Well, he just wanted me to know that Artemus Marquis came from a fine family, a distinguished family, and his collusion in such inconceivable acts was--was inconceivable. Yes, Reader, he was starting to repeat himself... until something rose up in his head and left him, for a short time, mute.

"There was an incident," he said at last.

I stayed perfectly still in my chair.

"Yes, Captain?"

"I remember, yes, it was some time ago, well before Artemus was a cadet. It had to do with Miss Fowler's cat."

More rummaging now.

"This cat," he said, "vanished under circumstances I can't recall, but I do recall it met a bizarre end."

"Dissection?" I guessed.

"Vivisection. Yes, I'd completely forgotten that. And it was--" His eyes went light with wonder. "It was Dr. Marquis who assured Miss Fowler that the cat had been dead prior to--to being quartered. I remember how deeply affected he was by the incident."

"Did Artemus ever confess to the deed?" I asked.

"No, of course not." "But you had reason to suspect him?"

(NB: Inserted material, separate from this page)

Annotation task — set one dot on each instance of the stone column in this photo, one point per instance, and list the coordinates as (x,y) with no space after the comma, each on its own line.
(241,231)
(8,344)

"I knew he was intelligent, that's all. Not malicious, not by any stretch, but prankish."

"And a doctor's son."

"Yes. A doctor's son."

Newly agitated, Captain Hitchcock drew himself out of the candlelight. I could see him rolling something--a marble? a ball of clay?--in his palm.

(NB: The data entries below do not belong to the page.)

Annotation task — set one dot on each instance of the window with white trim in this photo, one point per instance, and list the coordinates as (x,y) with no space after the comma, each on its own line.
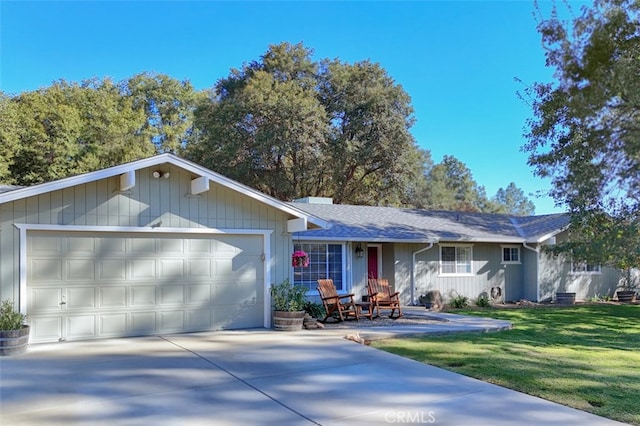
(584,268)
(456,260)
(326,260)
(510,254)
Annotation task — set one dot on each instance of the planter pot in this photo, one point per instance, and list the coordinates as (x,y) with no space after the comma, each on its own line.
(565,298)
(288,321)
(14,342)
(626,295)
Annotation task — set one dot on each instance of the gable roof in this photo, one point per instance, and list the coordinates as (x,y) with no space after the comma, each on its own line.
(390,224)
(12,193)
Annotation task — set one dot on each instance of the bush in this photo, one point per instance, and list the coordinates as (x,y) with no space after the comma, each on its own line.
(288,297)
(483,301)
(459,301)
(316,310)
(10,319)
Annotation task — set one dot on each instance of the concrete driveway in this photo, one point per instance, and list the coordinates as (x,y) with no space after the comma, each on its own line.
(252,377)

"Mr. Landor," he said, "before we go any further toward impugning anyone, I wish you would tell me whether you've discovered anything to tie Artemus to Leroy Fry."

"Precious little, as it stands. Artemus was a year ahead of Fry, we know that. There's no sign of their having fraternized in any way. Never sat at mess together, never shared a section. Never, as far as I can tell, marched together or sat together in chapel. I've interviewed several dozen cadets by now, and I've yet to hear any of them mention Artemus' name in connection with Fry."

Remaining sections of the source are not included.